Eaton's product portfolio under e-mobility includes high voltage inverters, converters, fuses, onboard chargers, circuit protection units, vehicle controls, power distribution, fuel tank isolation valves and commercial vehicle hybrid systems. The principal markets for this segment are OEMs and aftermarket customers of passenger cars, commercial vehicles, and construction, agriculture, and mining equipment.
The company’s vehicle group in India is front-faced by its plants in Ranjangaon and Ahmadnagar which supply medium- and heavy-duty truck transmissions and components both for the domestic and export markets.
Its electrical business provides power distribution/quality, back-up, control and automation, power monitoring and management solutions and services to commercial, residential, utility, alternative energy, IT and data centres, public sector institutions, and OEMs amongst others.
Globally, Eaton has a wide spectrum of products including transmissions and transmission components, clutches, hybrid power systems, superchargers, engine valves and valve actuation systems, locking and limited slip differentials, transmission controls, and fuel vapour components.
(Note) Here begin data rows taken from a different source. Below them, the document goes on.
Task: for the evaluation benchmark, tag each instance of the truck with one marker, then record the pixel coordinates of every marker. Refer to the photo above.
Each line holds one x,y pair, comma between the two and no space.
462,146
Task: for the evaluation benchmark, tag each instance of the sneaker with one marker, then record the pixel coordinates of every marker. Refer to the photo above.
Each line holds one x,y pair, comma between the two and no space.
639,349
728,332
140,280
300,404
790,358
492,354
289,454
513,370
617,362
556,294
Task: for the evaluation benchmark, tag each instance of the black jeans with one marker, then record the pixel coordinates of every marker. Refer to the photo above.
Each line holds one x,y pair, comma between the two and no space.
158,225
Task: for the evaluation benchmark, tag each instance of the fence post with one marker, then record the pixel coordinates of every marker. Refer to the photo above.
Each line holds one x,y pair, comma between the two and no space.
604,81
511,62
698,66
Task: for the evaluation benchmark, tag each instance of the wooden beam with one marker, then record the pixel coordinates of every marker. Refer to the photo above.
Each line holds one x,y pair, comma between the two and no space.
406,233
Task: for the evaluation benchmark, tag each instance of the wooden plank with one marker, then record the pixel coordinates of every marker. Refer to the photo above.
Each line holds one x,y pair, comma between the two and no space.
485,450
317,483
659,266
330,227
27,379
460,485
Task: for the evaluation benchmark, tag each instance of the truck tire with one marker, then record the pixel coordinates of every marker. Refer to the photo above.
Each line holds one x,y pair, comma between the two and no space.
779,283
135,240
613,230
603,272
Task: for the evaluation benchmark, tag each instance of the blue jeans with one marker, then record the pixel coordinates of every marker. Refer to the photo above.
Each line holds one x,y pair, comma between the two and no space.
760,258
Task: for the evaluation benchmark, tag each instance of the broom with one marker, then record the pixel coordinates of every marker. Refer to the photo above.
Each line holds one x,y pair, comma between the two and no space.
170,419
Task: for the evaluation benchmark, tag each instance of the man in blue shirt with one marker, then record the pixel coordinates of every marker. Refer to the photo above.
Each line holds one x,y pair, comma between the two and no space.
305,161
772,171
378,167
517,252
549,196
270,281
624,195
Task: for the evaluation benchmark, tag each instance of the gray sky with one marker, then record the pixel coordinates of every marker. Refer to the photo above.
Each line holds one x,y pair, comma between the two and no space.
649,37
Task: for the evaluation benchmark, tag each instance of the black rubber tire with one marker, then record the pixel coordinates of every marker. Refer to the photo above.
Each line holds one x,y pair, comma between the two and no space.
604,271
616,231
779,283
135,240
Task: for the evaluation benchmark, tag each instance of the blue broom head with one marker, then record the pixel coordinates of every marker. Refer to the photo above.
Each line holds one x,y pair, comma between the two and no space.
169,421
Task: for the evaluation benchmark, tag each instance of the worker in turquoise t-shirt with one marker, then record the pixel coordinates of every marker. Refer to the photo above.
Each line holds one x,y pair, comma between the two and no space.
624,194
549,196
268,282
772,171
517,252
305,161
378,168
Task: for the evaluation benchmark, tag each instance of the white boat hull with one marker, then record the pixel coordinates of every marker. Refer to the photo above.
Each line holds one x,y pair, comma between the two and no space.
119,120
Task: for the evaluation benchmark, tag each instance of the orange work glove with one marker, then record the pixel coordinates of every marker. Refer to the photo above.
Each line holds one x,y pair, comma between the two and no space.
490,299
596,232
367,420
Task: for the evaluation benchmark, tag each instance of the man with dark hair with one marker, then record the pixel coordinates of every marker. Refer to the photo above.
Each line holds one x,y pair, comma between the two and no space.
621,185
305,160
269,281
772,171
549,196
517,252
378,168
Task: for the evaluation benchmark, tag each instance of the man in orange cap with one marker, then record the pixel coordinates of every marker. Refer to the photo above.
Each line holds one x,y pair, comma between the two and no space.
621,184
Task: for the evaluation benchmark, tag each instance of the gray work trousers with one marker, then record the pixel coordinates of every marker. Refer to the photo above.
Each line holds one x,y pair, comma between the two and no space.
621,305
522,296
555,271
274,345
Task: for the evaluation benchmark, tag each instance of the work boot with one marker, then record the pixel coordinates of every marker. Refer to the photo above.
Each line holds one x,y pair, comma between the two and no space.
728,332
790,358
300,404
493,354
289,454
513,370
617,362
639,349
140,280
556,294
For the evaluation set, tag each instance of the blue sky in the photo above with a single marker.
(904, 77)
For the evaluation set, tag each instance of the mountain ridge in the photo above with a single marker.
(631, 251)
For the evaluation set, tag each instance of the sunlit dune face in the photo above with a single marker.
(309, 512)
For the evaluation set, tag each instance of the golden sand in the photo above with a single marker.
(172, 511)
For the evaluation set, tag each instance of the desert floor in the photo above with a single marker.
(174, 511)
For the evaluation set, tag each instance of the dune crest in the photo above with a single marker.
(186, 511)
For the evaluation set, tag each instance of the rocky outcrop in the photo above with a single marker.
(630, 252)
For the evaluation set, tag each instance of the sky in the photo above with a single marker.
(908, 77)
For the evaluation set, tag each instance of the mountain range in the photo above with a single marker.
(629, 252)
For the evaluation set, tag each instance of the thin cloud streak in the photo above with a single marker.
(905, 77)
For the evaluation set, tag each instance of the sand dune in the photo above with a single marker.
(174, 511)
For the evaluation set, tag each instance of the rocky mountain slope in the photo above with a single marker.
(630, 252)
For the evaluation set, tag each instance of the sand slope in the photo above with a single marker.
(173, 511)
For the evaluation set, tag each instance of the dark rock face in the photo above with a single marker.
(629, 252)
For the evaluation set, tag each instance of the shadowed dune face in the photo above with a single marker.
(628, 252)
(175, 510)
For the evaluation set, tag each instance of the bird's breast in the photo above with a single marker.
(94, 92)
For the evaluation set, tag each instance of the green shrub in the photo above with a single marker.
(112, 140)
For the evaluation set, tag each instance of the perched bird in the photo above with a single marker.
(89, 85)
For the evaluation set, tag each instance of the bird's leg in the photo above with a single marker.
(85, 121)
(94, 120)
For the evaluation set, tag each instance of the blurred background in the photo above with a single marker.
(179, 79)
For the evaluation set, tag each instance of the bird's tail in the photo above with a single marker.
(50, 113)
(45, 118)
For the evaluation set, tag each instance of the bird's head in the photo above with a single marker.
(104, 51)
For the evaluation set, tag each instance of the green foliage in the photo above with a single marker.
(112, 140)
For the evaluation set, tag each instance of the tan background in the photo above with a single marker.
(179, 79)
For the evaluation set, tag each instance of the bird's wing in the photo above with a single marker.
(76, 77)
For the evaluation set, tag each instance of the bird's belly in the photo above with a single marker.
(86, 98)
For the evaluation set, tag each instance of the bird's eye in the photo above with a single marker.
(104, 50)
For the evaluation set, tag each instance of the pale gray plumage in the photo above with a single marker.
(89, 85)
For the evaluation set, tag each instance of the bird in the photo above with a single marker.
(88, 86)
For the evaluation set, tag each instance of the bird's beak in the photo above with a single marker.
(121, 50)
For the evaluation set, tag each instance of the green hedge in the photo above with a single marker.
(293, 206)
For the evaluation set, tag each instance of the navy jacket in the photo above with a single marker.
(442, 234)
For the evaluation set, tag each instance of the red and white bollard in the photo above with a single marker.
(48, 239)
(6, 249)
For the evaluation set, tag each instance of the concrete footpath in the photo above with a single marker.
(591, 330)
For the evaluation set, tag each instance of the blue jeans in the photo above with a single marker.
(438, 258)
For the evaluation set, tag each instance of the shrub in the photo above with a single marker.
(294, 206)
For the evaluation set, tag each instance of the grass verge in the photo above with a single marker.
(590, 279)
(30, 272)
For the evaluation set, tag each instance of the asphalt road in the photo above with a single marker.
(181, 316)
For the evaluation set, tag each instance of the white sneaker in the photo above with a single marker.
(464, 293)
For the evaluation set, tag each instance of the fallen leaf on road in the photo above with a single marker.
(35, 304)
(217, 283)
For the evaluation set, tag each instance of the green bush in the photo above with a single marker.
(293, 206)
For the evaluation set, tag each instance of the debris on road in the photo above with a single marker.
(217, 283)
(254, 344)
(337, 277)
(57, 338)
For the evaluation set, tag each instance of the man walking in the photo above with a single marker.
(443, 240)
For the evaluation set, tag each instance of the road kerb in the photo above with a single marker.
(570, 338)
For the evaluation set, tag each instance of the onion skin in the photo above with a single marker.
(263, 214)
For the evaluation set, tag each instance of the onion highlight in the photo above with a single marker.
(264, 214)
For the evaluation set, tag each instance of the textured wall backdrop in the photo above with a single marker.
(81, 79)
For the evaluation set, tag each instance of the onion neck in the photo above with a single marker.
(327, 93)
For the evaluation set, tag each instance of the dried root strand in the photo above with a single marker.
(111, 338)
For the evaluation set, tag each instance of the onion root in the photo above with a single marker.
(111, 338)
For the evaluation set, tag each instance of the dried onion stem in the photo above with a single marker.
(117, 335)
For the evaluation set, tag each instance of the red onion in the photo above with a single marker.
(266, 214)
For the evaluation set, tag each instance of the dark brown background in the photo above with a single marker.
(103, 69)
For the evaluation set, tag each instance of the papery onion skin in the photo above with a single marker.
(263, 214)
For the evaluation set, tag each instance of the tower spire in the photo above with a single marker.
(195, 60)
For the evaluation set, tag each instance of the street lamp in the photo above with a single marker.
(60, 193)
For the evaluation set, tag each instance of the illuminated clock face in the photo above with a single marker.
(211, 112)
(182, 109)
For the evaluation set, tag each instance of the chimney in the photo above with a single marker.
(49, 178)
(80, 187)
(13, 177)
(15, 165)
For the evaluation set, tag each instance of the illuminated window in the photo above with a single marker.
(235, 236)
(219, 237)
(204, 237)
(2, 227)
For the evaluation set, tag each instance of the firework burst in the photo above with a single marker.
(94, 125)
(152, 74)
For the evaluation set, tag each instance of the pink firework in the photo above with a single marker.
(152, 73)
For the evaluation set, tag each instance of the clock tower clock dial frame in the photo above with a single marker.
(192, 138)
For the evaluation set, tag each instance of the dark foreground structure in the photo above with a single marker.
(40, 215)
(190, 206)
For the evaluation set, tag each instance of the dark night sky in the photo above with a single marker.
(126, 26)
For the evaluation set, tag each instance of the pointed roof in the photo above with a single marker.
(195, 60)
These are supplied to OEMs and aftermarket customers of heavy, medium, and light-duty trucks, SUVs, crossover utility vehicles (CUVs), passenger cars and agricultural equipment. "Our vehicle business continues to grow globally and in India,” said Shukla. Around 40 percent of revenues comes from this segment.
India has also emerged the mainstay of its R&D and supply chain management. Over 2,000 employees are positioned at its 'Centre of Excellence' in Pune working on products and technologies across segments. Centres in Japan, Brazil, Mexico, South Africa, Australia, Europe and the US get serviced from the India hub especially in the CV space.
Founded in 1911, Eaton is present in over 170 countries with a workforce of over 85,000. In its latest annual report, it has reiterated its efforts to reinvest earnings while deploying $575 million for capex and $616 million towards R&D. Sales in 2021 totalled $19.6 billion in a challenging environment and the increase was primarily due to “strength in all regions compared to 2020” which was significantly impacted by plant shutdowns due to the pandemic. This growth was achieved despite the vehicle business segment's organic sales hit in 2021 with customers experiencing supply chain constraints leading to reduced production levels and low inventory.
Eaton is also keeping an eye on those businesses which are not yielding the desired results. Hydraulics is one such case of "slower growth" and "lower-margin" despite being relatively larger in comparison to its divisions. It was sold to Danfoss of Denmark in January 2020. Similarly, Eaton divested itself from automotive fluid conveyance in December 2019 and from lighting in March 2020.
The developments reflect the company’s decision in the second quarter of 2020 to undertake a multiyear restructuring exercise to reduce its cost structure and gain efficiencies. Since the inception of the program, Eaton has spent $292 million with an additional $28 million expenditure to be incurred in 2022 towards plant closing and other costs. The projected mature year savings from these restructuring actions are expected to be $230 million when fully implemented in 2023, according to its latest annual report.